The rest is spoiler territory, but Scott borrows much from the other films, especially the original Alien which still remains the best entry in the series – and fans will be happy to see the Xenomorph back in action. What is missing, as noted before, is the heart and soul that Ripley provided to those previous films. Waterston does her best here, and we do want to see her overcome in Ripley fashion, but Walter/David are really the story that Scott seems most interested in exploring at the expense the human characters.
We never really get to know the other crew members all that well, except for Danny McBride’s Tennessee (apparently Scott’s idea for comic relief which is sorely needed) and he does the best he can wearing a cowboy hat but has limited screen time, and as the other characters get picked off one by one, as is always the case in these films, we are really not very invested in any of them.

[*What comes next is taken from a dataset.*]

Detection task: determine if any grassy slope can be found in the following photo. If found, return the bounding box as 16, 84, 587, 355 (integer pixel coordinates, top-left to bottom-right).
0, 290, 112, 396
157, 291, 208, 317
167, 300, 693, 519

The interplay between the androids is the core of what Scott wants to highlight, and Fassbender has a delightful edge as David while his Walter has a subtle benevolence and obvious dedication to duty and cares for Daniels. Walter is intrigued by David’s “work” in the ten years spent on the planet, and he is not too shocked to discover that the Engineers designed the aliens to destroy their human creations or by how David, now taking their place as creator and caretaker, wants the aliens to flourish and eliminate the human race including this crew and their colonist and embryo cargo.
While Scott takes us down the road to get some answers, the film still leaves us with many more questions. One of the most glaring is how can this crew and Captain Oram be so careless when landing on a planet that has not been fully vetted as was the case of their original destination? Without being aware of indigenous organisms and the atmosphere, these people jump off the transport with no helmets or protection from anything airborne or on the ground. It seems too obvious but still is bothersome. Back here on earth we would wear more protection against mosquitoes and other pests, but they walk out of the ship onto an alien world with no precautions.
Many other decisions made by the characters can come under similar scrutiny – most notable is how anyone could look down into a big slimy egg that just opened and not expect something bad to happen. Oh, yes, of course, this is a prequel you will say, so they haven’t learned from Ripley and company’s experience yet. No matter – it stretches the credibility way too far in my point of view.
Overall, while I am not totally thrilled with Alien: Covenant, it is still an Alien film (Yes, I said that about the Star Wars prequels too), and so attention must be paid. I can say I enjoyed it enough but it didn’t blow me out of the theater the way Scott’s original did, but how could any sequel/prequel match that intensity?
One interesting thing is that the last preview before the film started was for Mr. Scott’s eagerly anticipated Blade Runner sequel – Blade Runner 2049. Happily, Harrison Ford is reprising his role as Rick Deckard, which bodes well for it because at least we can be confident about that film having its Ripley – the element that would have made Covenant a great film instead of just a good one.